Les 400 millions restants doivent provenir de nouvelles ressources fiscales, levée par le futur établissement public local (EPL) en charge de réaliser l’infrastructure, qui doit être prochainement créé par une ordonnance du gouvernement, et auquel la Région va adhérer par la même délibération présentée lundi.
L’apport de ces impôts est une autre inconnue, déjà dénoncée par le maire de Bordeaux Pierre Hurmic lors des débats sur GPSO en conseil de métropole : si la taxe spéciale sur les équipements (TSE) a bien été récemment adoptée par le parlement, devrait s’appliquer dans toutes les communes sur les tracés des LGV et rapporter 24 millions d’euros par an (près d’un milliard sur 40 ans), il n’en est pas de même pour la taxe sur les bureaux. Celle-ci sera votée dans le cadre du projet de loi de finances 2023, c’est-à-dire par la prochaine majorité, à condition qu’elle veuille encore des LGV.
Taxe bureaux des pleurs
Or dans le cadre du financement du Grand Paris Express, cette taxe sur les bureaux rapporte quatre fois le montant de la TSE. Dans le cadre de GPSO, elle pourrait permettre de lever 1 à 2 milliards d’euros, estime Marc Péré, maire de l’Union, dont le groupe Alternative pour une Métropole Citoyenne s’opposera le 16 décembre au plan de financement présenté par Toulouse Métropole.

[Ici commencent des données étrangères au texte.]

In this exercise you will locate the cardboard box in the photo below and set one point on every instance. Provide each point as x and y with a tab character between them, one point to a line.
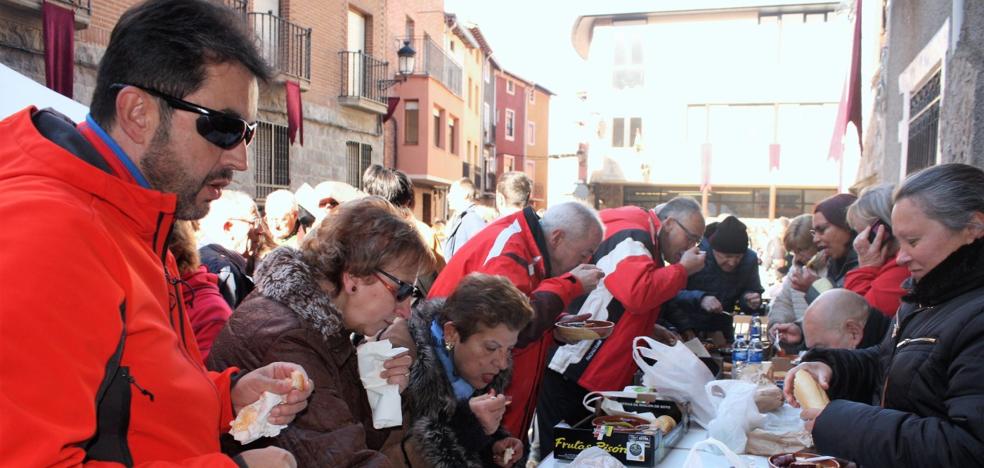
631	449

« Les diners en ville du Medef ont porté leurs fruits », estime Marc Péré, mettant ainsi en cause le lobbying des entreprises pour faire enterrer selon lui définitivement ce nouveau prélèvement.

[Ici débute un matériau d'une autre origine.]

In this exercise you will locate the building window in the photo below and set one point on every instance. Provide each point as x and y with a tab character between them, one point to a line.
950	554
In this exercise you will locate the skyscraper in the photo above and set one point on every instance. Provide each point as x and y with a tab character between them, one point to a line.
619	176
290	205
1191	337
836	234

« Le monde économique de la région soutient le projet et c’est assez juste à partir du moment où la LGV peut valoriser leurs biens, affirme au contraire Alain Rousset. Il n’y pas de raison que cette taxe sur les bureaux ne soit pas mise en place, c’est tout à fait classique dans le financement du ferroviaire. »
R(é)assurer
Reste que selon le président de la Région, « tout est remis en cause sans cette fiscalité ». Elle est en effet censée représenter 30% du montant mis par les collectivités, qui financent elles-même 40% de la première phase de GPSO (LGV Bordeaux-Toulouse et aménagements ferroviaires au sud de Bordeaux et au nord de Toulouse), l’Etat mettant 4 milliards d’euros, soit 40% de cette phase.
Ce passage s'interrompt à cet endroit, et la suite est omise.